Tout a pourtant débuté sur un mode loufoque, reconnaissent ses fondateurs, alors étudiants à Vienne.

«On était parti sur l'idée d'un pied-de-nez, d'un défi. Mais très vite nous avons réalisé que quelque chose de plus ambitieux était possible», précise Jörg Piringer, l'une des figures historiques du groupe.

Issus du monde de la musique, mais aussi de l'architecture, du design, des arts plastiques et de la création vidéo, l'Orchestre a vite développé un univers propre mariant avec raffinement le végétal et la technologie.

«Nous produisons ce qu'on pourrait appeler de la musique électronique organique», résume Tamara Wilhelm.

«Sans technologie, et notamment sans micros et amplificateurs sophistiqués, notre musique ne pourrait pas exister.

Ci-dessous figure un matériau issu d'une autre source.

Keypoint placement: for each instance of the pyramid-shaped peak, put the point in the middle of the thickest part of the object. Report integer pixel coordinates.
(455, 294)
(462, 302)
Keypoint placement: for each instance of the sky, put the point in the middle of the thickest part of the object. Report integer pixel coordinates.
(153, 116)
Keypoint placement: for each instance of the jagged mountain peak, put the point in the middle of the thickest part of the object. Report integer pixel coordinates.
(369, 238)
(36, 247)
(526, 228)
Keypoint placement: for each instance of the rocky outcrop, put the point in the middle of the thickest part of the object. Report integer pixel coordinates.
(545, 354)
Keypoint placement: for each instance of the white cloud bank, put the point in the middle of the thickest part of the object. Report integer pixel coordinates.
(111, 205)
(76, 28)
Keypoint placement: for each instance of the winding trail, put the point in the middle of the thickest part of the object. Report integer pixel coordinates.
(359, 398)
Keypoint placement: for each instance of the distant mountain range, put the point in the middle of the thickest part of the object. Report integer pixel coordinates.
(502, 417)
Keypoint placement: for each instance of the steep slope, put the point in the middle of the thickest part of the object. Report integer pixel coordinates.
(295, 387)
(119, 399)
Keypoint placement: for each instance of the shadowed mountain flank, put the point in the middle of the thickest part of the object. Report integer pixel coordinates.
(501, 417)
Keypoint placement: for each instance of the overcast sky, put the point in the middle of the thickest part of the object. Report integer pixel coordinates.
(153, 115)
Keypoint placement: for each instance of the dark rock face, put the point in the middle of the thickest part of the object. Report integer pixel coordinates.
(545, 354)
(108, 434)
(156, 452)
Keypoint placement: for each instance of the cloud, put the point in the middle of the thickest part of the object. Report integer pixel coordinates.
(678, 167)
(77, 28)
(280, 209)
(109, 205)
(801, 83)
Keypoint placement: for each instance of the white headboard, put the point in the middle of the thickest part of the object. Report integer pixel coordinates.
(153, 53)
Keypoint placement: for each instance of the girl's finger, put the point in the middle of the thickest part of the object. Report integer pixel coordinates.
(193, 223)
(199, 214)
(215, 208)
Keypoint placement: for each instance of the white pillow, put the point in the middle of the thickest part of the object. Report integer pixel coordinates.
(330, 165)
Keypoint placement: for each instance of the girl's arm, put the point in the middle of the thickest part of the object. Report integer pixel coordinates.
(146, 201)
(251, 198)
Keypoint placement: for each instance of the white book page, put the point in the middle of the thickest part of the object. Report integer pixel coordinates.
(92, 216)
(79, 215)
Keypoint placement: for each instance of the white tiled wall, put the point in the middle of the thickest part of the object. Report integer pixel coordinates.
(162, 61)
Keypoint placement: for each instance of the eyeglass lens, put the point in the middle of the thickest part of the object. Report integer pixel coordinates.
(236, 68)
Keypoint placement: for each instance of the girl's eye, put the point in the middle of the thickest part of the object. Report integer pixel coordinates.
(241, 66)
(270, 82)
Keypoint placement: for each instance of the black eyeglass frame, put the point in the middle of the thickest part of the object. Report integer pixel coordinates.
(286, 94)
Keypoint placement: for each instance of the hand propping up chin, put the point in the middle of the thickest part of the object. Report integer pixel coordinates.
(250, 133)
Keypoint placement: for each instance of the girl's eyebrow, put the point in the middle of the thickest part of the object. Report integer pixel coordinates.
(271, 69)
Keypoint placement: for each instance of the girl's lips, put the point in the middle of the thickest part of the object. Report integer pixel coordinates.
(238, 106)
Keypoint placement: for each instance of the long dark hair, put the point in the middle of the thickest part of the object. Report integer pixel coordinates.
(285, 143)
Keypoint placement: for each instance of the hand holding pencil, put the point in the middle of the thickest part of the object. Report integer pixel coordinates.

Mais sur scène nous jouons tout en direct, sans boucles enregistrées, afin de conserver à nos concerts le caractère d'une performance artistique», souligne-t-elle.

Le résultat est une musique littéralement inouïe, principalement percussive, où le crissement du chou, le sifflement de la carotte, le choc des aubergines, la caresse du poireau et le barrissement du concombre composent des mélopées hypnotiques entre musique techno et chant de baleines.

«Les légumes permettent de créer un univers sonore tout à fait unique, qui ne serait que très difficilement reproductible avec des synthétiseurs», estime Jörg Piringer.

Jouer du légume n'est toufois pas de tout repos: chaque performance du groupe est précédée par une visite au marché en raison de la nature périssable des instruments de ce «Krautrock» très particulier.

«Il faut 70 kilos de légumes frais par concert et trois heures de travail pour façonner la quarantaine d'instruments employés», certains devant être remplacés plusieurs fois par concert, notamment par forte chaleur, selon lui.

Parmi les créations les plus originales figure la «rubharpe», à base de fils de rhubarbe, et le concombrophone, composé d'un embout de carotte, d'un corps de concombre et d'un pavillon de poivron.

Invité à se produire aussi bien à Singapour ou à Hong Kong qu'à Moscou, aux Transmusicales de Rennes (France) ou à Belfast, l'Orchestre, qui a donné près de 200 concerts à ce jour, doit aussi se reposer sur les aléas des produits et climats locaux.

«En Asie, on ne trouve pas nos radis habituels. En Italie, il fait souvent trop chaud. Et en Grande-Bretagne, les carottes sont pleines d'eau et n'ont aucune tenue», relève Tamara Wilhelm.

«Ce n'est pas facile mais c'est ce qui rend l'entreprise passionnante. Le fait de se limiter strictement aux légumes oblige à toujours chercher de nouvelles idées. Le sujet est inépuisable», assure-t-elle.

Le groupe, dont la vidéo a été visionnée près de deux millions de fois sur le site de partage Youtube, a en outre la particularité d'offrir au public une soupe --de légumes bien entendu-- à la fin de la plupart de leurs concerts.

«Mais nous ne sommes ni forcément végétariens, ni militants écolos. D'ailleurs nos instruments ne sont pas bio car cela reviendrait trop cher», précise Tamara Wilhelm.